Just hours before polling stations open across Ottawa Monday morning, mayoral frontrunners Catherine McKenney and Mark Sutcliffe are making a final push on the campaign trail.
Sutcliffe is spending his weekend making appearances in each of the city’s 24 wards, while Catherine McKenney made appearances in Alta Vista and across Orleans on Saturday and plans to visit New Edinburgh, Kanata and Barrhaven on Sunday.
“This is a really important election and we’re going to have a new mayor for the first time in 12 years so I think it’s really important that people make their voice heard in this election campaign throughout the whole city,” Mark Sutcliffe said.
Both candidates know just how valuable these final hours of campaigning can be. Now the focus is on ensuring they get as many of their supporters to the polls as possible.
“It is crucial that we get people out to vote and this is why we’re out here doing this today,” Catherine McKenney said.
Despite more than 79,000 advance votes already cast, an increase of more than 20,000 compared to the city’s last election in 2018, municipal experts say they’re not sure what level of voter turnout to expect.
“That may translate into more people voting, but there’s no guarantee that it will. It may just be that the polls were open on a Friday and some voters said, ‘I can do it on a Friday and I don’t know where I’m going to be Monday morning,'” Chris Waddell, a Professor Emeritus at Carleton University’s School of Journalism and Communication, said.

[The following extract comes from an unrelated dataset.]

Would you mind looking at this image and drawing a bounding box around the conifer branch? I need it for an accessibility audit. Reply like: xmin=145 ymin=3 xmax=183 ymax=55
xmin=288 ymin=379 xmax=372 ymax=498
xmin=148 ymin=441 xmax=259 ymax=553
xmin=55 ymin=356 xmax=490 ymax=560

Waddell says the defining influence on Monday’s results will be voter turnout, noting the city has had low turnout in the past two elections: 42 per cent in 2018, and just below 40 per cent in 2014.
“We’ll see if it’s going to be down to the wire. One of the problems with polling in municipal campaigns is if only 40 per cent of the people turn out, you may be polling a lot of people who like one candidate or another but in the end decide they’re not going to vote,” Waddell added.
Recent polling shows there are still a number of undecided voters, something reflected Saturday among those who met with Sutcliffe, hoping to help clarify their decision.
“I’ve narrowed it down to two, so I’m going to be deciding in the next 24 hours,” Cathie Orfali said.
Polls open at 10:00 a.m. on Monday but for those who cannot attend in-person, Elections Ottawa is reminding residents that voting by proxy remains an option.